Isto porque a probabilidade de saírem números em determinada seqüência é a mesma de saírem números que não são seqüenciais. Entretanto, a probabilidade de as pessoas apostarem em números seqüenciais é menor.
Mas se os signos fossem desenhos de roupa, haveria uma tendência a não assinalar seqüências no cartão. Assim, dificilmente alguém arriscaria assinalar “meia”, “luva” e “gravata”, se os desenhos de tais peças estivessem lado a lado no cartão.
Portanto, vê-se que as seqüências da mega-sena não ocorrem apenas porque um número vem em seguida do outro, mas também porque os números estão lado a lado no cartão.
Se substituíssemos os cartões de apostas por urnas de apostas, então seria diferente. Em vez de cartão, o sorteio poderia ser realizado por meio de saquinhos, contendo dentro sessenta quadrinhos de papel com desenhos de raças de cachorro. Para escolher a aposta, as pessoas escolheriam seis raças, e as apresentariam ao caixa de lotérica. Eliminar-se-iam, assim, as seqüências. Entretanto, o jogo continuaria o mesmo, pois o fato de se colocarem os signos lado a lado no cartão não tem qualquer influência sobre o resultado do sorteio.
Abstraindo mais ainda, e isto é algo difícil de se fazer, pode-ser afirmar que o número 13 que saiu no último concurso nada tem a ver com o número 13 que saiu há dez semanas atrás. Estes 13 não são a mesma coisa.
Explica-se melhor. O treze é um signo, que pode representar um significado. Pensemos no nome Gabriela, por exemplo. Quando falamos no nome, sabemos que é um nome de mulher, e, para atribuirmos a ele significado, pensamos em alguma Gabriela que conheçamos. Quem conhece duas Gabrielas, sabe que não são a mesma pessoa (significado). O signo é o mesmo, mas o significado é diverso.
Ora, como dissemos, o significado do número 13 somente aparece no momento em que o sorteio é realizado. Assim, realizado o sorteio, saberemos se o significado do 13 é sorteado ou não sorteado. Portanto, o 13 sorteado há dez semanas atrás tem o significado de “sorteado no concurso x”. Da mesma forma, o 13 sorteado na semana passada teria o significado de “sorteado no concurso x+9”. São significados diversos.

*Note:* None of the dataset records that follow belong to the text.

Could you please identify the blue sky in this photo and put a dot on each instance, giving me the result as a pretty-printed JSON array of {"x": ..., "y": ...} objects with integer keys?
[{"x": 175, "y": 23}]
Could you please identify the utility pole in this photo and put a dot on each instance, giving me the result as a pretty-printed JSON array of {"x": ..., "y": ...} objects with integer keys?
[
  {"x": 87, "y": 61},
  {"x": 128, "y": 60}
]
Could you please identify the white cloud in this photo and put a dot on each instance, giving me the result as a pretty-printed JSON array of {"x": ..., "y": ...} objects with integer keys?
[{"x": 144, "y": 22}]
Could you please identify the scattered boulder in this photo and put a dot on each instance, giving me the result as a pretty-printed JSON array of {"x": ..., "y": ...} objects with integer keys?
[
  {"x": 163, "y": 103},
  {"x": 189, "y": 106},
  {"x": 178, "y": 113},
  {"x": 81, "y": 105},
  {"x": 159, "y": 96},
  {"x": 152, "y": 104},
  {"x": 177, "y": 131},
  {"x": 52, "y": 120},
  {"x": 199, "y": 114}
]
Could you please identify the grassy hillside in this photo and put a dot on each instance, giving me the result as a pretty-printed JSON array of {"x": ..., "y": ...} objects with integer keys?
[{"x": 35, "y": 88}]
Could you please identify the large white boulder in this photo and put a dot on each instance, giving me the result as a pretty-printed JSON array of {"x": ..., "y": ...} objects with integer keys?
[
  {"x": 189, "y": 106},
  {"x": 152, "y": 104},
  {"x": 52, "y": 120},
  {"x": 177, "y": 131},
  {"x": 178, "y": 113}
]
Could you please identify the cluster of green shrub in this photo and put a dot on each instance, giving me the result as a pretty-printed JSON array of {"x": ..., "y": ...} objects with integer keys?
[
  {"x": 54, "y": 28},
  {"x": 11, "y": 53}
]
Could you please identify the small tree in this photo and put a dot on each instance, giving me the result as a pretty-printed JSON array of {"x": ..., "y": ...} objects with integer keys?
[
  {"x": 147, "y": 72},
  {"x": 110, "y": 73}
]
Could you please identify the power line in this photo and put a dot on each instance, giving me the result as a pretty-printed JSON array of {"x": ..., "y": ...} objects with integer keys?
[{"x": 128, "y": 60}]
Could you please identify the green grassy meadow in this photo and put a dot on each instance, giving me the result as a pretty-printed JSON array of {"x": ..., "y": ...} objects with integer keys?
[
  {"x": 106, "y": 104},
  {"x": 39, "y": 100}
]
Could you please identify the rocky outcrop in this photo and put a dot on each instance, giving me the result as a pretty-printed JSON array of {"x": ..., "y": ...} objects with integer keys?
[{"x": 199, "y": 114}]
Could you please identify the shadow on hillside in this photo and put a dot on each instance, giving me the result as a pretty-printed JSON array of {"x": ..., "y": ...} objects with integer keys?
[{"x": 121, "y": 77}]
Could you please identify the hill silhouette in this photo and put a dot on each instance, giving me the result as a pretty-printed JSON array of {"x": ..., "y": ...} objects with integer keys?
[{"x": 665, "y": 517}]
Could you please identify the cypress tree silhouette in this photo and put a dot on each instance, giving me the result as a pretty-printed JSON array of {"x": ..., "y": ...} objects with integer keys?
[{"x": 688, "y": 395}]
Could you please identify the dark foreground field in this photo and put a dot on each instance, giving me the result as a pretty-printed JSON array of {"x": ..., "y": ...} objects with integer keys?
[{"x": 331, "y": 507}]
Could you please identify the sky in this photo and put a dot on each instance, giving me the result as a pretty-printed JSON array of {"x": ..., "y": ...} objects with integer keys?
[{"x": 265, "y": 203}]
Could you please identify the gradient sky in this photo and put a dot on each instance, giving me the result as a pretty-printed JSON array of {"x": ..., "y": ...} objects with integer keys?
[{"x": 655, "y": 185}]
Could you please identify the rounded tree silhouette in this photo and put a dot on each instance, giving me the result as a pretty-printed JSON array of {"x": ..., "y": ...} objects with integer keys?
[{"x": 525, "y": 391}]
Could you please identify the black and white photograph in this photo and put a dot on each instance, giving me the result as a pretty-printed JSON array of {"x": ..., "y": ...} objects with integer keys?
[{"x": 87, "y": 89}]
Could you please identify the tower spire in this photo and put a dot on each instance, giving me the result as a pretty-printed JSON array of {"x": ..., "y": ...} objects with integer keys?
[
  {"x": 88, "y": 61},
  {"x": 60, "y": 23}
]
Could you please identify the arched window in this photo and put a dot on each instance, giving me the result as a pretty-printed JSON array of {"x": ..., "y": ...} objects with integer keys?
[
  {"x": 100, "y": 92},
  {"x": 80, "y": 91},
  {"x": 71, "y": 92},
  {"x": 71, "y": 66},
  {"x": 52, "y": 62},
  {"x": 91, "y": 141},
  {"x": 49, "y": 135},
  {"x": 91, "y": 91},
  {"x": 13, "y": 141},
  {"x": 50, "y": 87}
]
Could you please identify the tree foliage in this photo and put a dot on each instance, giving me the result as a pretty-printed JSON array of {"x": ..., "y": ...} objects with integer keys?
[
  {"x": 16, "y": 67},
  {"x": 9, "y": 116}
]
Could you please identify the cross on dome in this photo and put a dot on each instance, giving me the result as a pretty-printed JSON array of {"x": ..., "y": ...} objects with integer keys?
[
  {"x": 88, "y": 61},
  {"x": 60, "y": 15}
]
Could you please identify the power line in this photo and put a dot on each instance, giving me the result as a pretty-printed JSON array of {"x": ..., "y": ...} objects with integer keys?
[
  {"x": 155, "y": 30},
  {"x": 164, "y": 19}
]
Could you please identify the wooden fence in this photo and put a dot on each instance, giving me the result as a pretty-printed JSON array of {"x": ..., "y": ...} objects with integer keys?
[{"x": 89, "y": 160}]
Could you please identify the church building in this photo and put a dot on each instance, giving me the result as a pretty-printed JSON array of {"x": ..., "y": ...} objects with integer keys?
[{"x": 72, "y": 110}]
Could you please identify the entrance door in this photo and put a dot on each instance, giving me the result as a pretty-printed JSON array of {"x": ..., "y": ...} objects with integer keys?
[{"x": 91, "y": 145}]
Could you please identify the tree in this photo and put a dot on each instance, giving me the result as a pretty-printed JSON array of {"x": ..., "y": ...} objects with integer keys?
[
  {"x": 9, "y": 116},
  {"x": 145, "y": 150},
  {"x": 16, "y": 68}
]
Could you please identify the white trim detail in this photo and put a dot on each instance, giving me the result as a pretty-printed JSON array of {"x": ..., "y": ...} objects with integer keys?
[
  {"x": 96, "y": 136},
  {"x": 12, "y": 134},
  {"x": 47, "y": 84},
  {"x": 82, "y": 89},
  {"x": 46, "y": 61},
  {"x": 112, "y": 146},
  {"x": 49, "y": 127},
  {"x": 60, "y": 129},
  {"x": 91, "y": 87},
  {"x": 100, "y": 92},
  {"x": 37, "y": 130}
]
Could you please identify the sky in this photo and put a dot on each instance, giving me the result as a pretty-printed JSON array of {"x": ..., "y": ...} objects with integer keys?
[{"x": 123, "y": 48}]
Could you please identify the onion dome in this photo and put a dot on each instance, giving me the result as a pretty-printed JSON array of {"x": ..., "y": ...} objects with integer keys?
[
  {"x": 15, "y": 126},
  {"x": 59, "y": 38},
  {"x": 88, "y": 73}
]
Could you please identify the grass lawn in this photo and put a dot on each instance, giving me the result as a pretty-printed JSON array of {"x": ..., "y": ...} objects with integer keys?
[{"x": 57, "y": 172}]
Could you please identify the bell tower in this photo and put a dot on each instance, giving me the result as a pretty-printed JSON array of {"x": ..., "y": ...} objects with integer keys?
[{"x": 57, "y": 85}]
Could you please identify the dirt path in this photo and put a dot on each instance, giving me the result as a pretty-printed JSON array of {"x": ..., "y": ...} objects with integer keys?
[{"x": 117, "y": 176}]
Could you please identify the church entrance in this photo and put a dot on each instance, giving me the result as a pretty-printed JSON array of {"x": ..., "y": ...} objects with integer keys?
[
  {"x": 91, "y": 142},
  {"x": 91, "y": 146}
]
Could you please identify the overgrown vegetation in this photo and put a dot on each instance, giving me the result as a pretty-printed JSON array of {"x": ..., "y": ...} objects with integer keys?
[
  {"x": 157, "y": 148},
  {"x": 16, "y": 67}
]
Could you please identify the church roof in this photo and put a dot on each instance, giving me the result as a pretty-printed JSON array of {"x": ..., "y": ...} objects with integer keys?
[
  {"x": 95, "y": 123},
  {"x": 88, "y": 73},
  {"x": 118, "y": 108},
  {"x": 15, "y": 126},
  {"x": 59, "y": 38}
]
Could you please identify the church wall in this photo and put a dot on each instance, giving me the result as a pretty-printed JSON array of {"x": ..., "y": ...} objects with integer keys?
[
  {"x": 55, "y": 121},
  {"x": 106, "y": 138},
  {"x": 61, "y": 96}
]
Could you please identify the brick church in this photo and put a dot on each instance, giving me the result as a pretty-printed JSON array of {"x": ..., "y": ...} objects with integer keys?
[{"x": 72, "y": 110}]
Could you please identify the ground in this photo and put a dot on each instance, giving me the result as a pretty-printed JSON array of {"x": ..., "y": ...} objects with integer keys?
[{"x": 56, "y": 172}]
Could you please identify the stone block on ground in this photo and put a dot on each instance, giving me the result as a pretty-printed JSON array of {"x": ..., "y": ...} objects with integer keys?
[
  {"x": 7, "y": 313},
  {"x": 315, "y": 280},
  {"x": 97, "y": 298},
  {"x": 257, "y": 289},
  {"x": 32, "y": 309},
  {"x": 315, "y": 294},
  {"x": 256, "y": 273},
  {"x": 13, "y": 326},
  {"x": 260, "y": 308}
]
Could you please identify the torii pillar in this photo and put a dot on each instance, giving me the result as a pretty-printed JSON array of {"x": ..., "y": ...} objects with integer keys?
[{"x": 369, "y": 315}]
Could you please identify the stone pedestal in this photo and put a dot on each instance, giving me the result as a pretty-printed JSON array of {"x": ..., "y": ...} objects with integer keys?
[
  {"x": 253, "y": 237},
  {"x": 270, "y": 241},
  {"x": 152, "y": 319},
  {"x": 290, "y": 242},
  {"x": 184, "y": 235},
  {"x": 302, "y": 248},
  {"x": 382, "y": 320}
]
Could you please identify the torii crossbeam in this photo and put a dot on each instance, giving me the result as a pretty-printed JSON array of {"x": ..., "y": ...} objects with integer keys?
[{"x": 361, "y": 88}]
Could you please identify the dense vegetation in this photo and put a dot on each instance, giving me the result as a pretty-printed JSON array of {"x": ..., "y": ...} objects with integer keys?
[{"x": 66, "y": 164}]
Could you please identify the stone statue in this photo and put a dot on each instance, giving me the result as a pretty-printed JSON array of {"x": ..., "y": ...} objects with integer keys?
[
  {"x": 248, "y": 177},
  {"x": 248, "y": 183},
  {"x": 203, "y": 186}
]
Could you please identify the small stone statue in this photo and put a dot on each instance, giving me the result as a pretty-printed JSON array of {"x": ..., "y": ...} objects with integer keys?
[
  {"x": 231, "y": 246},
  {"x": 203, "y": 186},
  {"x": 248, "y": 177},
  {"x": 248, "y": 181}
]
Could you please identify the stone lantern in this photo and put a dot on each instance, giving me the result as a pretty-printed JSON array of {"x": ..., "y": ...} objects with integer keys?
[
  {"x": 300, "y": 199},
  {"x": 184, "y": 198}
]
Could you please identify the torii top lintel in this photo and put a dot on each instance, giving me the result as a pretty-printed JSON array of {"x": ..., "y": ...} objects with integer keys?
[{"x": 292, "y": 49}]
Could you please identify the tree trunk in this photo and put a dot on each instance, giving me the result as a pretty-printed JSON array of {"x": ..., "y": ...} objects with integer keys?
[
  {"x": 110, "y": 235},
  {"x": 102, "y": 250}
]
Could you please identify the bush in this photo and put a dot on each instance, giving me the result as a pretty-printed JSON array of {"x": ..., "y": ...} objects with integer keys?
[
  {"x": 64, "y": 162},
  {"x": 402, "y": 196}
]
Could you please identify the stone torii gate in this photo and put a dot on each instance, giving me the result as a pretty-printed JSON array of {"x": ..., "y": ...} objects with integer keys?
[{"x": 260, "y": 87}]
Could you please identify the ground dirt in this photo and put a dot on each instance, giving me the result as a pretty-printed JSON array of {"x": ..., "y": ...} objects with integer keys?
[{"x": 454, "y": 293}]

Dizer que o 13 saiu 30 vezes é o mesmo que dizer que o signo treze representou o resultado “sorteado” 30 vezes, em tais e tais concursos. Sem a referência ao concurso em que o número saiu, não há significado nele.
Anteriormente já dissemos que qualquer estatística baseada nos números já sorteados não teria representatividade, posto que são possíveis mais de 50.000.000 de combinações.
Há dois raciocínios a respeito da eliminação de números que já saíram. O primeiro baseia-se na afirmação de que, se o número saiu poucos vezes, ele tem mais chances de sair. O outro é inverso: se o número saiu mais vezes, ele tem mais chances de sair.
São equívocos absurdos, posto que não existe memória neste tipo de evento.
Portanto, é muito difícil acertar a sena da mega-sena. Tão difícil que em 50 anos, gastando 200 reais por semana, 99% das pessoas não acertariam.